Schwarzman credited his high school track coach with helping to shape his approach to entrepreneurship and to management through rigorous training, fostering teamwork, and with fueling his persistence and stamina.

“Coach Jack Armstrong had a lovely level-headed way of encouraging us, of taking everybody to the limits of their capabilities and treating them with dignity,” said Schwarzman, a sprinter at the time. The team excelled, winning state championships and beyond.

“Being in the hands of somebody who’s truly amazing makes all the difference,” he said. “And when the roles are reversed, and we each go into our own fields of endeavor, then training people, teaching them, and making sure they’re ready is really part of our role as managers and entrepreneurs.”

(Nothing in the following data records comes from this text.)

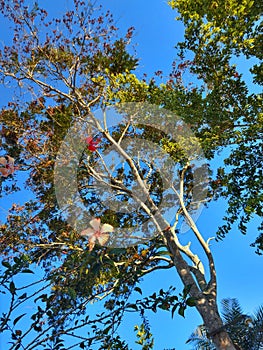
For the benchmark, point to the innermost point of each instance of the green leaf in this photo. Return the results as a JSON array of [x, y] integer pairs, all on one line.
[[191, 302], [6, 264], [174, 309], [23, 296], [12, 287], [181, 310], [133, 306], [27, 271], [18, 318]]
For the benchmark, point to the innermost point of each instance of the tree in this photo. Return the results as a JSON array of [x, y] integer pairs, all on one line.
[[216, 34], [71, 67], [245, 330]]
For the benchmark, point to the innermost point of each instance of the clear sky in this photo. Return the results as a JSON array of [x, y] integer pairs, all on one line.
[[239, 268]]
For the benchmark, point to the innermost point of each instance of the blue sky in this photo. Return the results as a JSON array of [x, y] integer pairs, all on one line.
[[239, 269]]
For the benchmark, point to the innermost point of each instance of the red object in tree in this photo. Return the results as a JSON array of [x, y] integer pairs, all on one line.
[[92, 145]]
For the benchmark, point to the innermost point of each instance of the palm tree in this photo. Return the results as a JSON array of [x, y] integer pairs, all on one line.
[[246, 331]]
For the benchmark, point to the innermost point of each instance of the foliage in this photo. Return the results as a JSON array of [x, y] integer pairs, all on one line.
[[217, 33], [245, 330], [69, 67]]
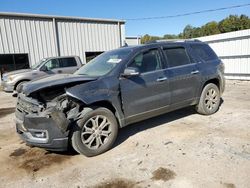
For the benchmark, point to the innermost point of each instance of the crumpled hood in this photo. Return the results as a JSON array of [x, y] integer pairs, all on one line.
[[17, 72], [55, 80]]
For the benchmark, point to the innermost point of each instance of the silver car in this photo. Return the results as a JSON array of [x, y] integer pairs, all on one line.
[[54, 65]]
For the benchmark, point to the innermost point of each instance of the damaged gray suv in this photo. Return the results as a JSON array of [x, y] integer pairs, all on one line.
[[120, 87]]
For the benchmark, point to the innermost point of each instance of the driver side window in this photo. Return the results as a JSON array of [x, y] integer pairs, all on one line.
[[147, 61], [51, 64]]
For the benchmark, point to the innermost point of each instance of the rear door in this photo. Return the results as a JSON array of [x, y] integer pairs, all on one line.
[[184, 76], [68, 65], [150, 90]]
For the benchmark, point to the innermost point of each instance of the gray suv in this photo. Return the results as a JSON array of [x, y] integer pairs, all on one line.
[[120, 87], [53, 65]]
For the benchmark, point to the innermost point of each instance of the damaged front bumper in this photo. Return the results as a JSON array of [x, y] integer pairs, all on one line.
[[39, 129]]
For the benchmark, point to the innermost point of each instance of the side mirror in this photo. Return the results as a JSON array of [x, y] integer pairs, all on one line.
[[131, 71]]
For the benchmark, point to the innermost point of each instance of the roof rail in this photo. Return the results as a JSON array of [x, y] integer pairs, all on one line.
[[173, 40]]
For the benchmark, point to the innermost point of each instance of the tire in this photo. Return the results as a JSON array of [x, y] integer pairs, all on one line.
[[95, 132], [19, 85], [209, 100]]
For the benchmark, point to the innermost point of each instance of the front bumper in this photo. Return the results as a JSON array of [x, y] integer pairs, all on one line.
[[7, 86], [41, 132]]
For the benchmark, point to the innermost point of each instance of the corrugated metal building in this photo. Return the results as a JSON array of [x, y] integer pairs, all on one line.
[[234, 49], [133, 40], [29, 37]]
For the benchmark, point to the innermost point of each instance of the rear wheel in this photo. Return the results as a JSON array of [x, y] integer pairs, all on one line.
[[209, 100], [95, 132]]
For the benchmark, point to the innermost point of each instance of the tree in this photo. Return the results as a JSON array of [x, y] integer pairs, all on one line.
[[231, 23], [234, 23]]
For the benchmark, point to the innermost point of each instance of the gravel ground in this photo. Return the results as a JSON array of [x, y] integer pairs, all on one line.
[[178, 149]]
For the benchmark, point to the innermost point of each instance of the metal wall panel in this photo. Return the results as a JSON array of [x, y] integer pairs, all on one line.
[[234, 50], [78, 37], [45, 36], [27, 35]]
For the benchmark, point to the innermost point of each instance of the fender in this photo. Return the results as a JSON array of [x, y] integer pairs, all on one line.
[[103, 89]]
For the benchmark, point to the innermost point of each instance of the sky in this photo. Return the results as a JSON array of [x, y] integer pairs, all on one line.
[[126, 9]]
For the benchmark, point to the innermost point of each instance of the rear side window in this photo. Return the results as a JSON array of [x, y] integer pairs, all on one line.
[[204, 52], [67, 62], [176, 56]]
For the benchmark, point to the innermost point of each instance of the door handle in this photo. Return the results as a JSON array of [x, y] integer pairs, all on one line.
[[195, 72], [161, 79]]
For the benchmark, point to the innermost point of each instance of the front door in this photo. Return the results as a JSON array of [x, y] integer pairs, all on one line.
[[147, 92]]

Cobb, a former undersecretary of commerce, asked if Schwarzman could  be the white knight who might work to resolve the intensified conflict between China and the U.S., the world’s two great economic powers. 

Schwarzman has extensive relations with China through his global philanthropy projects that include the creation of a Rhodes-type scholarship program—the Schwarzman Scholars, at Tsinghua University in Beijing, which serves to educate future leaders about China.

In responding to Cobb, the CEO shared details from several of his conversations with Chinese President Xi Jinping and his role in advising the current U.S. administration. 

“Now the two countries, which together account for 40 percent of the world economy, are in a very bad place over technology and trade, although the trade is not so bad,” Schwarzman said. “I think the Chinese realize now that this is going into a really bad place that’s a bad outcome for them, but also for the world and the U.S. We are going to have to find some solutions, and this is going to have to be addressed and made right in a more serviceable area than we are today.”

In terms of the economic landscape caused by the pandemic, Schwarzman emphasized that the scenario was radically different from anything the country has ever experienced before.   

“Nobody knew what was going to happen, except that it was going to be terrible—it had to be,” he said, adding that without the stimulus packages and the “heroic liquidity injections” of the Federal Reserve Board, we would be facing a depression. 

“To get out of this one and be equitable we’re going to have to find a way to make sure everybody in society is educated,” he said.  

Schwarzman said that real economic adjustments are called for, yet they won’t be easy.

“We’re going to have to make changes to our economy, but it won’t be as simple as you think, because there are forces that don’t want to change,” he said. “Yet they have to change for the goodness and the cohesion of the society.”